“The two combined together can create critical fire weather conditions,” said meteorologist Dawn Fishler.
To make matters worse, Fishler predicts steady winds of between 15 and 30 mph with gusts of 60 mph, coupled with low humidity. A cold front brushing along northern California and Nevada will bring the gusty winds into the region this afternoon and early evening,
“This will combine with low afternoon humidity to create critical fire weather conditions,” she said.
Though it feels early this year to be issuing red-flag alerts, Fishler said, the issue mainly was with the low precipitation the area received this winter compared to the high precipitation the region got the year before.
Sandy Munns, a battalion chief with Reno Fire Department who is a “dangerous combination.”
“It’s the wind that really makes our situation much more dangerous,” Munns said. “We can’t get out ahead of the fire when it’s being pushed by 60 mph winds. Until the weather patterns change and we can see a little bit of rain, this will be the norm for us.”
Munns suggest that homeowners be aware of their behaviors during this time. For instance, a simple barbecue can ignite a neighborhood simply by tipping over in the wind.
“Barbecues are just like fireplaces. The ashes stay hot for a very long time,” Munns said. “They need to be cooled before you dispose of them. Things can topple over.”
Munns recommends discarding ashes into a metal bucket and placed in an area where wind is not going to tip it over.
Also, Munns suggested to be careful not t discard smoking materials from a car by discarding them from an open window or flicking ashes into the air with abandon.
Another dangerous activity during this time is outdoor shooting.
“People who want to go shooting should remember that brush fires are started when people go shooting, sparks can fly off rocks and fire can spread very ,very fast,” he said.
Humans have always played one of the biggest roles in starting fires.

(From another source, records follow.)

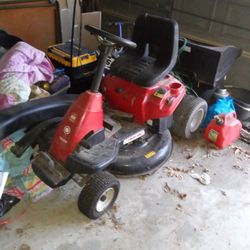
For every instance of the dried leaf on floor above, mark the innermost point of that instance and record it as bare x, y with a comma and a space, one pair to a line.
203, 178
175, 192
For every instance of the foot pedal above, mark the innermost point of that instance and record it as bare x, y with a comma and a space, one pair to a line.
49, 170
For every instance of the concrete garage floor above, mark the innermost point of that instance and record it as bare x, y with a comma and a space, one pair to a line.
148, 214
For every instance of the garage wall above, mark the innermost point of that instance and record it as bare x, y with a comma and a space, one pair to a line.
219, 22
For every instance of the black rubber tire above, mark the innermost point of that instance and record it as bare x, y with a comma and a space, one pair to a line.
94, 190
185, 114
45, 139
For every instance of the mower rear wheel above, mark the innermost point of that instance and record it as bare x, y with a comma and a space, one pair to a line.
189, 115
98, 195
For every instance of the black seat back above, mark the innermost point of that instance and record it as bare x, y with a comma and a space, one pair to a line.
156, 52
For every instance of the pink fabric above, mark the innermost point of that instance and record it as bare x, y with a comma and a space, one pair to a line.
27, 63
6, 101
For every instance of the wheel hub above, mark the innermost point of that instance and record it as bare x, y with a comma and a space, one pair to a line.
105, 199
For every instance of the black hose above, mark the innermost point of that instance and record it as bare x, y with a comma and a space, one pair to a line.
72, 33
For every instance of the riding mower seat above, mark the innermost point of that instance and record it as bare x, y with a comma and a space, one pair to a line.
155, 55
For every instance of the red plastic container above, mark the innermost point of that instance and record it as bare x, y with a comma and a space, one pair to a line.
223, 130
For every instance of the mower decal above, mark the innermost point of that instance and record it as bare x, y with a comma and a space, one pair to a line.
73, 117
159, 94
213, 135
67, 130
63, 140
150, 154
134, 137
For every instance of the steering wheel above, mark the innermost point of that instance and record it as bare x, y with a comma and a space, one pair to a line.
110, 37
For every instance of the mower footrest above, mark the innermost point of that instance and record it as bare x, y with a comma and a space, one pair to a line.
50, 171
91, 160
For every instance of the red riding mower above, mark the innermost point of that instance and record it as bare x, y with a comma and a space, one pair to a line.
132, 138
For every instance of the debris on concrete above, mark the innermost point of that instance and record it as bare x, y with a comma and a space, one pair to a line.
203, 178
118, 224
177, 172
179, 207
223, 193
238, 167
240, 151
175, 192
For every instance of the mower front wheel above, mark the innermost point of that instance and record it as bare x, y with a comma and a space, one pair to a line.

Washoe County has asked residents to help this year in the fight against fire ignitions by becoming vigilant, watching for dangerous situations and becoming fire-aware.
As far as the fire crews, they are briefed every morning of the conditions.
“We’re perhaps a little more vigilant. Lightening and wind are the two things we watch out for,” he said. “We’re already in a high fire season. We’re going to move into the extreme range in the very near future.”